The Pacific Ocean is beautiful. However, halfway between California and Hawaii, the ocean is also the site of the Great Pacific Garbage Patch. At over 600,000 miles, it is more than twice the size of France. The detritus already weighs around 87,000 tons and is growing by the day. Bottles, bags, fishing nets, and such items comprise the huge garbage dump. The patch is made up of around 1.8 trillion pieces of trash.

If not removed, this garbage patch will only grow and soon acquire unmanageable proportions. We have been using plastic only since the 1950s. We don’t really know how long this plastic will take to degrade. It could take years or even centuries.

This patch has been around since the mid-1980s. This huge swirl of plastic waste is of particular concern to Hawaii. It is humongous, larger than France, Germany, and Spain put together. Floating garbage is extremely harmful to the marine ecosystem off the coast of Hawaii. Turtles, dolphins, sharks, whales, porpoises, snakes, and different species of fish get entangled and killed because of this plastic waste spread over the Pacific. Filter feeders like oysters and mussels consume microscopic particles of plastic, and this affects the overall health of the species. Humans that consume marine animals that have fed on micro-plastic are at risk from different ailments.

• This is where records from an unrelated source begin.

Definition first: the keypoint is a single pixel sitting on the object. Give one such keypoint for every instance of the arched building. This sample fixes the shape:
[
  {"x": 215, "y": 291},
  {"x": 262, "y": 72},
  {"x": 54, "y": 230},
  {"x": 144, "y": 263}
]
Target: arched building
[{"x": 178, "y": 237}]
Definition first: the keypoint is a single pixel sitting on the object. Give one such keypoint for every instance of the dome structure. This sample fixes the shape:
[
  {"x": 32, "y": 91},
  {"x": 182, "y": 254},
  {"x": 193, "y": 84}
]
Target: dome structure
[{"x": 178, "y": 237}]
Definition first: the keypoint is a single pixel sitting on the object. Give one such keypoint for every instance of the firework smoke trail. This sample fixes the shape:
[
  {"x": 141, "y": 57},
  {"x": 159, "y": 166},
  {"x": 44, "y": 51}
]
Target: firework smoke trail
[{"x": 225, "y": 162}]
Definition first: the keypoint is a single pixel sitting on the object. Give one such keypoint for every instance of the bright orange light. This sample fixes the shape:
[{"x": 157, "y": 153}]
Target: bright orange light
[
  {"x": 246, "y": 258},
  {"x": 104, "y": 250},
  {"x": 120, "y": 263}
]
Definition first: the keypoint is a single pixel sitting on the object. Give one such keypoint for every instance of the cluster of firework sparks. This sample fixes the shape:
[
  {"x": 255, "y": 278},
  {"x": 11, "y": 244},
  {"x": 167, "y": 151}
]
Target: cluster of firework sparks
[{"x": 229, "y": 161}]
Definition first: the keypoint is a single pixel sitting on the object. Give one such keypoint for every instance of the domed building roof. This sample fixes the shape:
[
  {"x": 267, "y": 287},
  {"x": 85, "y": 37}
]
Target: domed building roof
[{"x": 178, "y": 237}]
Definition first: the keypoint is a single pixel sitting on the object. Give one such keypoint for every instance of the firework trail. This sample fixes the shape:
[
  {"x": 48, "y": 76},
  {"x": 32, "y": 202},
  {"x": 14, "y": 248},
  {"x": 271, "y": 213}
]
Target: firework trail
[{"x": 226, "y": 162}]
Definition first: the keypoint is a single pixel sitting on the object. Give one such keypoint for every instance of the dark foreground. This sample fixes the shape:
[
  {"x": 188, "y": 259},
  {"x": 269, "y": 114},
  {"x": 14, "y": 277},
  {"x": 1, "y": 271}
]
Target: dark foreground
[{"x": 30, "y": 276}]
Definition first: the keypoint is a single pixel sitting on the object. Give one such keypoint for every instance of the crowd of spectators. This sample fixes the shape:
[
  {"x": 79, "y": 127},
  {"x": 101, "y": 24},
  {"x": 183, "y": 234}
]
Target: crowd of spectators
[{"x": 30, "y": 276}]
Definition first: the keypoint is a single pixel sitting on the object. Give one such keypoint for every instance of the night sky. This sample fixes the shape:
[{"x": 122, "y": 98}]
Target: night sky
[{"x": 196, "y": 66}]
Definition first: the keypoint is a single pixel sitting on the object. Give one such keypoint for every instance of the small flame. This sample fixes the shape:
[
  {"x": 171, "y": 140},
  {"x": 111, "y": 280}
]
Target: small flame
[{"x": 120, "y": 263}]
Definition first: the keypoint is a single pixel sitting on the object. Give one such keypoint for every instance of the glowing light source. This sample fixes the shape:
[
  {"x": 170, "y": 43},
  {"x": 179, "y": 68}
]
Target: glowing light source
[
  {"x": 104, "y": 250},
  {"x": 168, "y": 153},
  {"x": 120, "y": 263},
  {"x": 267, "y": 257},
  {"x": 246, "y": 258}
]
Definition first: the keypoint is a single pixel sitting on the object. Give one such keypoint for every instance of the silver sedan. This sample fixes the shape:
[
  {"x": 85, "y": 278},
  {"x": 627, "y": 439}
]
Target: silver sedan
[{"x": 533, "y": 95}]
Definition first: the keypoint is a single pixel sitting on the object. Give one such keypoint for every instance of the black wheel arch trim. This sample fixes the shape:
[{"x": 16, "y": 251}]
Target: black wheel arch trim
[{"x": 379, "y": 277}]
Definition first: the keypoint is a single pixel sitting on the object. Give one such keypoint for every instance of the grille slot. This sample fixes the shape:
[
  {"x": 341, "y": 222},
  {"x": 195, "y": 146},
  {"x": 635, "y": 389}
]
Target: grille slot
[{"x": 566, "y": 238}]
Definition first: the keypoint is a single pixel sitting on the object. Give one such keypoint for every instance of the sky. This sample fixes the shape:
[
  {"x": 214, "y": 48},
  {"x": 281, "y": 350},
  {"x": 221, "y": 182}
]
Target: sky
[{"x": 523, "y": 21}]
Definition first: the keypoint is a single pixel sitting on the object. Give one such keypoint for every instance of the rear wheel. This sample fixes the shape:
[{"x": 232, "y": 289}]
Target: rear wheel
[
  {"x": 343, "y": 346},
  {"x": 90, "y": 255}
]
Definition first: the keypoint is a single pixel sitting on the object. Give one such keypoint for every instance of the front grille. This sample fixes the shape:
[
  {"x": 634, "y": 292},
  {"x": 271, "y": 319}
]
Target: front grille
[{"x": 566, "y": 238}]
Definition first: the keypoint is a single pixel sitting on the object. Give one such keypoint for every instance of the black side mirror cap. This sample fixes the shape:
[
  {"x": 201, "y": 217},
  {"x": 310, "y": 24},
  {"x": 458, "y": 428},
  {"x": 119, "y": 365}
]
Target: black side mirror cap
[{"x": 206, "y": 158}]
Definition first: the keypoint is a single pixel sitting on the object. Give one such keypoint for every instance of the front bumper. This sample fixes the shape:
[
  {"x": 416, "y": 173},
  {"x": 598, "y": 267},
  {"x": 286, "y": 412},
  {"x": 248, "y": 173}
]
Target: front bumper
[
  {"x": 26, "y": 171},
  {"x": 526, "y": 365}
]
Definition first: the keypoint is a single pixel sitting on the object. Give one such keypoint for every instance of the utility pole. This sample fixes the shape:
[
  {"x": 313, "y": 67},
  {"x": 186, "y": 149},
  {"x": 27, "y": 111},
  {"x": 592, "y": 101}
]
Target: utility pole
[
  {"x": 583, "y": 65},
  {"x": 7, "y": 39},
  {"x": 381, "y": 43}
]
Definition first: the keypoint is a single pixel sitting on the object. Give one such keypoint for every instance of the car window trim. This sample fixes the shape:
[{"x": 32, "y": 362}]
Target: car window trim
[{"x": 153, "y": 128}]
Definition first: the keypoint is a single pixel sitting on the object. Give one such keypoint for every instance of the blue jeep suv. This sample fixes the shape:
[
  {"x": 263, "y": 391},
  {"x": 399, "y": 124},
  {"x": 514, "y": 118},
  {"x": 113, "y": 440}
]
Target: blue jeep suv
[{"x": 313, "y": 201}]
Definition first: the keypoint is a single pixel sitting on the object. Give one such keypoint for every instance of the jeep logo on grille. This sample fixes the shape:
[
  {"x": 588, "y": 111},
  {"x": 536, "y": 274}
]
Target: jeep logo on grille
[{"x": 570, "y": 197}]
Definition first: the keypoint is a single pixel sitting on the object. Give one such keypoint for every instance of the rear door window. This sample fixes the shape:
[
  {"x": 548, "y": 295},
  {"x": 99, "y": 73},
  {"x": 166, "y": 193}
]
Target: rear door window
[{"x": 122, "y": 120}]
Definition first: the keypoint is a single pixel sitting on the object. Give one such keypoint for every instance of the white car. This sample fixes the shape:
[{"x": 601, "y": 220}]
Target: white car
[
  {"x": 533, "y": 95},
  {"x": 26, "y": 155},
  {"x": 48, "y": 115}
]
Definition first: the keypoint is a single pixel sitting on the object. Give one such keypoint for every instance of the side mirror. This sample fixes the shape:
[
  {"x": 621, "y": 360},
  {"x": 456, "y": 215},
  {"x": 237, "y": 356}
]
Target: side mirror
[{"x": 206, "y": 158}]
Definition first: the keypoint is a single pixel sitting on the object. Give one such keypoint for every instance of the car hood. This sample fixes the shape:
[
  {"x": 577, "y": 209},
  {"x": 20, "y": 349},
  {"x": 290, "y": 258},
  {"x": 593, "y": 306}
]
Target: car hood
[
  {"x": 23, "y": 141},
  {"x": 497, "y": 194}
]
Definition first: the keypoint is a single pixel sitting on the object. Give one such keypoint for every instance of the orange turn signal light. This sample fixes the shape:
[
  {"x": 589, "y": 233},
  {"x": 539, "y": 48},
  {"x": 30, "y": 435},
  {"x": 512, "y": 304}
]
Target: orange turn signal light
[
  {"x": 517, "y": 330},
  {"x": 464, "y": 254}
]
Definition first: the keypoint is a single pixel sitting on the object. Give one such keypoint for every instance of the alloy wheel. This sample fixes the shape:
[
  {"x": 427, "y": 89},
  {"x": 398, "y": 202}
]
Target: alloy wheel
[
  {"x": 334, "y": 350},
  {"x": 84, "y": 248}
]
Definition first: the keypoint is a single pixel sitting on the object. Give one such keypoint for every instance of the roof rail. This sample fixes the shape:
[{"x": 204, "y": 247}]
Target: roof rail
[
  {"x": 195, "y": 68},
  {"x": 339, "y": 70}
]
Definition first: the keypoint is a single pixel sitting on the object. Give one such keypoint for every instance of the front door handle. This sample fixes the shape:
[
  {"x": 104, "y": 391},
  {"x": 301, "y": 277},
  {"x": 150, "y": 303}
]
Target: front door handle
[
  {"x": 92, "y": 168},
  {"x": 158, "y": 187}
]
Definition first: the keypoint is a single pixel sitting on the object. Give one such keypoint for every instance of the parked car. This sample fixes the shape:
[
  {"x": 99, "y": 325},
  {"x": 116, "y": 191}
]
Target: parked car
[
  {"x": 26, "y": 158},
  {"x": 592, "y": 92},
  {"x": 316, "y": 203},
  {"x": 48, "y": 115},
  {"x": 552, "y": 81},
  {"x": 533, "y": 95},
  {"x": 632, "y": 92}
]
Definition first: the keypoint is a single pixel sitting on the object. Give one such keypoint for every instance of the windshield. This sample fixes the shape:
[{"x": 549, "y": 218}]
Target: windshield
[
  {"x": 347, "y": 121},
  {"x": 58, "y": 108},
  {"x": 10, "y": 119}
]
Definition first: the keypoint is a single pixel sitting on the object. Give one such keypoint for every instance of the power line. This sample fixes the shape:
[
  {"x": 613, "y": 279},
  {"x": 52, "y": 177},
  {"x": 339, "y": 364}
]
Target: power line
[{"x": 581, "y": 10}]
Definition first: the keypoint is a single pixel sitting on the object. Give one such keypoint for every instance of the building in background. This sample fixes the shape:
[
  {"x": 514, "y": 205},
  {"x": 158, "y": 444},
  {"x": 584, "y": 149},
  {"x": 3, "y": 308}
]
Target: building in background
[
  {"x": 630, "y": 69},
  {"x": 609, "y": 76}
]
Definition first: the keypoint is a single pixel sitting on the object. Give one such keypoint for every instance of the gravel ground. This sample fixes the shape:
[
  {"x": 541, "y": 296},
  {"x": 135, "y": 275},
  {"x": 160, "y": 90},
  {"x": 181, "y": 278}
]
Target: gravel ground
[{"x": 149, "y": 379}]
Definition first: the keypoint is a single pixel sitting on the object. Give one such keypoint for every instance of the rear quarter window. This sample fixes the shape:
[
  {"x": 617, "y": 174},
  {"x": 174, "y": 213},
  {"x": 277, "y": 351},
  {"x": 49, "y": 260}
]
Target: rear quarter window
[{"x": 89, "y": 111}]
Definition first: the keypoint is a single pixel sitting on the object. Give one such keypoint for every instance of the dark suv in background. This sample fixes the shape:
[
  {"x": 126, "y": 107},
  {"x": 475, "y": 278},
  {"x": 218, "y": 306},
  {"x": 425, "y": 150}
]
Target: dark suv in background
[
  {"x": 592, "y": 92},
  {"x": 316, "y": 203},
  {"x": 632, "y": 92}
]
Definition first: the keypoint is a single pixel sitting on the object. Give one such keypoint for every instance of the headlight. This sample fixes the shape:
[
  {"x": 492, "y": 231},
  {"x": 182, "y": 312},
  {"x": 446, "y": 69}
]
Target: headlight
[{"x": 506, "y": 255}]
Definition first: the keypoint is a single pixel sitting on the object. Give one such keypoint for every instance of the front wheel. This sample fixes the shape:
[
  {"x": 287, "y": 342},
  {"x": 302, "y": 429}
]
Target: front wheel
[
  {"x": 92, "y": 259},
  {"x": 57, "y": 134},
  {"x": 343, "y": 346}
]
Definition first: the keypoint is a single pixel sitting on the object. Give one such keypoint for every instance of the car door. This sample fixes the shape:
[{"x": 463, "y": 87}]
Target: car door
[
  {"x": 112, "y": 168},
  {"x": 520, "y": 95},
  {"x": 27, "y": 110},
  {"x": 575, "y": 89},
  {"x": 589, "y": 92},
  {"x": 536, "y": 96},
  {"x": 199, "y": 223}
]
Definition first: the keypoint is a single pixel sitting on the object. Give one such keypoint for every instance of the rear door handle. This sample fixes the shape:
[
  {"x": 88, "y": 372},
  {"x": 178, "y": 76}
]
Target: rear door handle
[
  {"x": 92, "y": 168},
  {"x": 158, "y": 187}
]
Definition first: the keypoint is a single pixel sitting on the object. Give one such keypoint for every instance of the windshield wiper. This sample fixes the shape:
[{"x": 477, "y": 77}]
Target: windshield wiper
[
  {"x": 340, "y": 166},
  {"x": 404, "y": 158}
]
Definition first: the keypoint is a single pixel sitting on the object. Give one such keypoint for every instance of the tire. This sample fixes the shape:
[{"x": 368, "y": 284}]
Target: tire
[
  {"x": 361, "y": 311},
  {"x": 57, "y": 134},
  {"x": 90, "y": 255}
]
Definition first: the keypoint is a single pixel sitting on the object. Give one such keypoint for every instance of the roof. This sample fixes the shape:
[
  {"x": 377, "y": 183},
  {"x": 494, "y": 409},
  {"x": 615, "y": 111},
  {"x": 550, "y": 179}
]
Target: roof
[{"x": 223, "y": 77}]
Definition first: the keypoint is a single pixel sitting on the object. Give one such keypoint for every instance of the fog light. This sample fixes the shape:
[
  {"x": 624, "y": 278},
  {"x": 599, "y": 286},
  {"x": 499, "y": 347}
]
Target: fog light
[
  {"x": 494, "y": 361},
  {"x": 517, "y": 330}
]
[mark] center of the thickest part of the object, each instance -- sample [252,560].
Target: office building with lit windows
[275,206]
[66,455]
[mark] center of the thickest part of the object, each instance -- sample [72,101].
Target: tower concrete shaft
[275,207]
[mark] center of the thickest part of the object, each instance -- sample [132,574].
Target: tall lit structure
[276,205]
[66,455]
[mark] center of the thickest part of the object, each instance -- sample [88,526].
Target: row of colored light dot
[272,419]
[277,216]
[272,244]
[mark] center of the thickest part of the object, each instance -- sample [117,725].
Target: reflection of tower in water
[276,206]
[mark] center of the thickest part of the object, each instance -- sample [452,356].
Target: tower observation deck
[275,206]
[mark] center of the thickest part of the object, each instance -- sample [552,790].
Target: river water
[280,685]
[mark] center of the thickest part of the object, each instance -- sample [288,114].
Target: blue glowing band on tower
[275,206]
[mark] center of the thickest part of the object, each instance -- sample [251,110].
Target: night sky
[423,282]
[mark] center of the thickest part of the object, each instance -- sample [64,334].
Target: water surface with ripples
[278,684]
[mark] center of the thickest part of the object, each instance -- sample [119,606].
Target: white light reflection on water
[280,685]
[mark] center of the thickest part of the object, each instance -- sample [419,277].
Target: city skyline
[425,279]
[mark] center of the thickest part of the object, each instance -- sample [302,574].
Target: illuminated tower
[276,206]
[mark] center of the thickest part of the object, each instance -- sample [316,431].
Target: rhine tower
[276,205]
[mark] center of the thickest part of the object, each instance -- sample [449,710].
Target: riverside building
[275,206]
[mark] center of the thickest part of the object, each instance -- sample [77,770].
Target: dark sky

Such garbage patches can also be found in the Atlantic and Indian Ocean. Unrestrained use of disposable and single use plastic items is the biggest cause of such huge amounts of plastic waste being generated.

Holland based non-profit organization “Ocean Cleanup” is putting in place a plan to remove the patch. The idea is to use huge floating nets that will track even small pieces of plastic and will keep the debris in one place till ships arrive to carry it away. Depending upon the success of trials, Ocean Cleanup opines that it could eliminate the Great Pacific Garbage Patch in less than a decade.

Eliminating existing garbage heaps from oceans is only half the job. Each day, tons of plastic refuse finds its way into our oceans. We need to find a way to stop this, or at the very least minimize the inflow of garbage in our oceans. Recycling plastic is a great idea. An even better idea is to reuse items that are made from plastic, metal, and such non-biodegradable materials. 

Scientists feel that technology can at best provide a stopgap solution. Ultimately, we can save the environment, our oceans, and indeed the Earth only by bringing about behavioral change.